Having spent much of his adult life giving service in Sangre Grande, Toco and their environs in a manner that won plaudits from both sides of the political fence, Mr Rondon might be better honoured through a different kind of remembrance.
His example of effective responsiveness to the needs of his constituents could become legendary well beyond the boundaries of his districts of concern.
His commitment to serving all his constituents might be more effectively memorialised through a properly funded, party-neutral training regime for new and working councillors and aldermen designed to improve their engagement with communities and responsiveness to the street-level problems that inevitably arise.
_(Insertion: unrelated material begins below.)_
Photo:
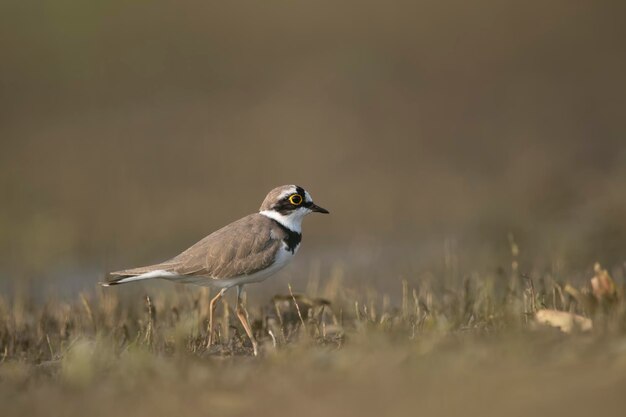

On the spot at natural disasters, infrastructure failures and occasions of personal grief, Mr Rondon was always welcomed because his attitude was never, 'Here I am,' but rather, 'What is the problem, and how do we deal with it?'
And the answers were never expedient or rushed. Mr Rondon believed fixing a problem meant that it should stay fixed well beyond its time in the headlines.
Formal coaching in effective community governance, based on the principles he espoused, would be a timely intervention, given the increased powers local government is expected to begin to exercise soon, and the importance of transparency and accountability that will be expected in the work of its elected representatives.